Categories: politics

7 replies »

  1. I am relatively new to Vermont, and am trying to understand the history of how this imbalance came about, but it looks like the 2012 reapportionment may have had something to do with it. Somehow we need to restore equitable representation to the rest of the state before Chittenden County voters become too powerful to overcome. Unfortunately, I think more needs to be done than just asking people to choose their representatives wisely. The noise from Democrats and Progressives nationwide is deafening, and the rest of us have to be heard above it in a way that resonates with voters, and makes them want to get involved and make a difference, while they still can.

  2. I have said the fix should be the Vt. Senate should be set up using the U.S. Senates model, two senators per county. Fourteen Counties, two senators per county = twenty eight………

    • Gary, agreed (and I am a Chittenden resident), but unfortunately, the 1960’s Earl Warren SCOTUS ruled that state legislative districts chambers must be roughly equal in population. Reynolds v. Sims, Baker v. Carr, I’m not saying that these cases were correctly decided, but they have not been overturned. What makes the situation more egregious is that Chittenden is one senate district, rather than six separate districts, or at least three, which tends to prevent election of minority candidates. But for this, Chittenden’s representation in the Senate might be more “diverse.” I don’t think this situation has been legally challenged, and if it were, it would most likely survive.

  3. We need to look at some form of “electoral college” adapted to appropriating voting power to regions/towns not on population density. Asking voters to choose wisely is not likely to accomplish the goal given that political bias seems to be a regional issue!

  4. Chittenden County has been growing in power ever since 1964; before that the Vermont legislature had “one representative per town and two senators per county, the rural areas dominated and set the agenda much to the frustration of urban areas, particularly Chittenden County. In 1964, the US Supreme Court forced “one-man, one-vote” redistricting on Vermont, giving cities an equitable share of votes in both houses.” The U.S. would provide the same, or worse imbalance, i.e., legislative power in CA and NY if we abolished the electoral college. Our only option is to break up representation in Chittenden County and vote carefully…

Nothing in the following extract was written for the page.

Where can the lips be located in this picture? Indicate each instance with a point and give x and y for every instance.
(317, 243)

  5. I think too many people, including those living in low population areas, as well as possibly the ones on the Supreme Court in the 1960’s, apparently do not understand the reasoning behind the electoral college. Recently, a family member, who is by no means stupid, told me he thought it was so the votes could be more easily counted before the age of electronics. To use an old expression, one vote per person is like two wolves and a sheep voting on what to eat for dinner. The sheep will never win, and will likely be served for dinner.

    A first task may be to educate more voters on why the system we currently have is unfair. That will not be easy, and I don’t know how it can best be accomplished.

    Also, I wonder what clause, if any, in the U.S. Constitution allows the federal government to determine how individual states manage their voting regulations. If more Supreme Court Justices are eventually appointed who rule according to what is actually written in the Constitution, instead of what they would like it to say, we might stand a chance of overturning the earlier decision.

  6. Too bad Chittenden can’t be its own state. I know many New York residents have felt the same about NYC for a long time.